Socio(b)logia I - A empresa como pai-patrão

Os trabalhadores portugueses deixam a cidadania à porta das fábricas e dos escritórios. Deixam, pelo menos, a cabeça ou uma parte do corpo ou um pedaço da alma... Empregadores e gestores não acham que seja importante a cidadania, a cabeça e outras partes do corpo e da alma dos seus colaboradores. O que interessa é que não faltem, estejam a horas e fiquem quietinhos, a um canto, a trabalhar.



Na década de 1990, os trabalhadores portugueses estavam pior colocados que a generalidade da população trabalhadora da União Europeia em matéria de oportunidades de consulta e participação. De acordo com o Segundo Inquérito Europeu sobre Condições de Trabalho, levado a cabo pela Fundação Europeia para a Melhoria das Condições de Vida e de Trabalho, Portugal era, em 1995, o país dos Quinze onde, por exemplo, (i) era menos provável um trabalhador ser consultado em relação às mudanças ocorridas a nível da organização do trabalho e/ou das condições de trabalho; (ii) ou ter uma conversa franca com o seu chefe directo relativamente à avaliação do seu desempenho. O contraste com a Finlândia, por exemplo, não deixava de ser deveras elucidativo: havia itens em que a diferença entre Portugal e a Finlândia era de 45 ou mais pontos percentuais.

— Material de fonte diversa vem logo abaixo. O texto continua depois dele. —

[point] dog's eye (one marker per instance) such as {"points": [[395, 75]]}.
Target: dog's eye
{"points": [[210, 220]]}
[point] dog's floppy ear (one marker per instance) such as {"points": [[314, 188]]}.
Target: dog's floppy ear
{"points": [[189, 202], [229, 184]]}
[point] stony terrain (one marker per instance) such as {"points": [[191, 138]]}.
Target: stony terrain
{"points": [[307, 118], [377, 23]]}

O peso esmagador das microempresas e das empresas de pequena dimensão na estrutura do nosso tecido empresarial, a sua natureza familiar e a sua cultura autoritário-paternalista, bem como a baixa escolaridade do pessoal dirigente e dos quadros superiores (menos de oito anos de escolaridade, em média, segundo o Inquérito Nacional de Saúde 1998/99) não chegam para explicar o nosso défice de participação organizacional e de cidadania empresarial. As empresas infantilizam os seus colaboradores. O empregador ainda é, em Portugal, um pai-patrão. Às vezes até um pai-patrão tirânico que devora os seus filhos.



Mesmo nas maiores e melhores empresas, há uma cultura de gestão que está longe de ser favorável à participação do pessoal. O retrato-robô do nosso gestor de topo não deixa de ser curioso, quando traçado pelos seus congéneres estrangeiros (n=130), a trabalhar e a residir em Portugal, os quais representariam cerca de 17.5% da população de referência estimada.

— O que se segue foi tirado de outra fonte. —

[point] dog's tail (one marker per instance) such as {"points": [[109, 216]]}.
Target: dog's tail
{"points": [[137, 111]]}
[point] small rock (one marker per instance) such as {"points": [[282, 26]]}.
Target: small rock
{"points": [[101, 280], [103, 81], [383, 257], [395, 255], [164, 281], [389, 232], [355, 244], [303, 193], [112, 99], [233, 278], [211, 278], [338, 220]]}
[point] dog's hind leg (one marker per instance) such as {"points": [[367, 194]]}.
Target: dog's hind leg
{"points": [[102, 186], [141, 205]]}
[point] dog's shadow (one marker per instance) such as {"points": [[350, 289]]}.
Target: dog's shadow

De facto, na opinião dos gestores de topo, estrangeiros, a residir em Portugal, os nossos executivos (i) são individualistas na sua maneira de pensar (54%); (ii) tendem a não acatar as decisões tomadas nas reuniões com os colaboradores (54%); (iii) fomentam a cultura do presentismo (56%); (iv) não sabem trabalhar de maneira metódica (58%); (v) usam e abusam dos títulos académicos (60%); (vi) são muito formais (70%); (vii) não fazem uma gestão eficiente do tempo (73%); (viii) adoptam um estilo de gestão autocrático (78%); e, por fim, (ix) deixam tudo para o último minuto (82%) (Ad Capital International Search, Portugal; Cranfield University School of Management, UK, 2002). Reparem que estamos a falar dos gestores das nossas maiores e melhores empresas, um clube de executivos selecto, restrito, bem pago.

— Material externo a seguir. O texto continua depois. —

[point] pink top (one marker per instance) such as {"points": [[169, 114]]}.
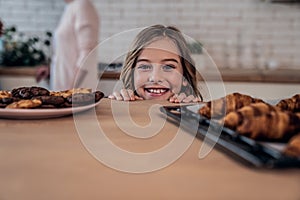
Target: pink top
{"points": [[74, 42]]}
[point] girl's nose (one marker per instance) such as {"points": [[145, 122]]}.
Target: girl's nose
{"points": [[155, 75]]}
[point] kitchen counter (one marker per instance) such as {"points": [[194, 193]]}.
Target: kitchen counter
{"points": [[46, 159], [232, 75]]}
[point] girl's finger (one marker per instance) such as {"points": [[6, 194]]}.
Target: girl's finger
{"points": [[125, 95]]}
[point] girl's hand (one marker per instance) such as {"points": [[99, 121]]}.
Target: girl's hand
{"points": [[182, 98], [125, 95]]}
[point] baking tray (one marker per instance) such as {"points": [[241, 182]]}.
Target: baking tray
{"points": [[252, 153]]}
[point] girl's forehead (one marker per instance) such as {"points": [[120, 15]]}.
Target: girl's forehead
{"points": [[164, 44]]}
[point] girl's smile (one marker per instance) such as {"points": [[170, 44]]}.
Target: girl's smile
{"points": [[158, 72]]}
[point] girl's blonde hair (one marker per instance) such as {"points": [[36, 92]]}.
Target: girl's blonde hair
{"points": [[152, 34]]}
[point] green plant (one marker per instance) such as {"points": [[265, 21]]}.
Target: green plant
{"points": [[19, 50], [195, 47]]}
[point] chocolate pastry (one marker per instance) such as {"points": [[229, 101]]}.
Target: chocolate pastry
{"points": [[81, 98], [293, 147], [47, 101], [25, 103], [29, 92]]}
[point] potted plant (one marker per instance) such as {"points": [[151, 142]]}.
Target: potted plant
{"points": [[196, 49], [21, 50]]}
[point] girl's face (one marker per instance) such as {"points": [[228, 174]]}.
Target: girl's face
{"points": [[158, 71]]}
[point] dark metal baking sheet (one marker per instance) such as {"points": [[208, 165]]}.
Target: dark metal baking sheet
{"points": [[248, 151]]}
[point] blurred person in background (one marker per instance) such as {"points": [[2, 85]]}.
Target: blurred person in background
{"points": [[74, 39]]}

Quanto a mim há várias explicações, as quais seria fastidioso desenvolver aqui e agora. Em sociobloguês, diria apenas que Portugal (i) não tem uma tradição de ensino (nem muito menos escolas de excelência) na área da gestão; (ii) além disso não conheceu, em devido tempo, o movimento de racionalização do trabalho que teve, historicamente, como referência os nomes de Taylor, Fayol e Ford; e, por fim, (iii) é frágil e imaturo o nosso sistema de relações colectivas de trabalho.